Binance Argues JPMorgan’s Dubious Crypto Project Will Spur Real Adoption
In a new article from Binance Research, one of the world’s largest cryptocurrency exchanges deems JPM Coin a “stepping stone” toward mass adoption. By exposing large clients to a private blockchain structure, JPMorgan will indirectly increase interest in the wider crypto industry.
“The rise of this third generation of stablecoins may only be an intermediate stepping stone for cryptocurrency mass adoption. Stablecoins running on private blockchains will contribute to increasing awareness of the rest of the blockchain and cryptoasset industry in the long run.”
The question they set out to answer, whether or not JPM Coin can disrupt the stablecoin market, comes back as “very unlikely.”
“It is very unlikely that JPM Coin will disrupt the existing stablecoin industry in the near term owing to its permissioned, private nature. Currently, stablecoins issued by banks are designated to serve a specific purpose and as a result, do not directly compete with the existing stablecoins.”
Will JPM Coin Be Made Available to Regular Chase Users?
The query follows Jamie Dimon’s flirting with the idea that JPM Coin might become a household item, as opposed to an esoteric product used by a small percentage of institutional clients for cross-border transactions. Dimon said of this possibility:
“JPMorgan Coin could be internal, could be commercial, it could one day be consumer.”
However, as CCN’s Josiah Wilmoth noted, the JPM Coin website specifically states they have no existing intention to issue it to the public. The token is currently unavailable to everyday consumers.
JPM Coin reminds one of “E Coin” from USA’s “Mr. Robot” series. The “cryptocurrency” was used as a means to settle transactions within the bank’s massive holdings.
Binance also concludes in agreement with Ripple Labs CEO Brad Garlinghouse: Ripple and JPM Coin are not currently in a competitive state:
“Overall, the two projects appear to have different focuses and potential applications in the short term. While there is currently no direct overlap on the functionality of the two initiatives, future developments on the reach of JPM Coin outside of its existing closed network will determine to what degree Ripple and JPM Coin will compete.”
Garlinghouse said of JPM Coin:
As predicted, banks are changing their tune on crypto. But this JPM project misses the point – introducing a closed network today is like launching AOL after Netscape’s IPO. 2 years later, and bank coins still aren’t the answer https://t.co/39EAiSJwAz https://t.co/e7t7iz7h21
— Brad Garlinghouse (@bgarlinghouse) February 14, 2019
JPM Coin: Largest Stablecoin?
If we categorize JPM Coin as a stablecoin, it takes very little effort for it to be the largest. As Binance writes:
“Based on J.P. Morgan’s position as one of the world’s largest banks, even a small portion of total assets locked as fiat collateral for JPM Coin could make the institution the largest stablecoin issuer on a blockchain measured by circulating supply and total market cap.”

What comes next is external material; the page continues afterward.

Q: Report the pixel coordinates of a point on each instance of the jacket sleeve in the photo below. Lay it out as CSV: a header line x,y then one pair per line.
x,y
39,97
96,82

JPMorgan moves up to $6 trillion in assets daily. The total market capitalization for all stablecoins is well under $3 billion. If JPM Coin represents just 1% of JPMorgan’s daily average, it more than doubles the market.
But it’s not a stablecoin in the same respect that Tether or TrueUSD are. It’s not available to traders all over the world, nor even people outside of JPMorgan’s top client list. It’s not something you can take and redeem for Bitcoin. It, therefore, has no actual net effect on the stablecoin market. The purpose that existing stablecoins serve is not affected by the issuance of JPM Coin.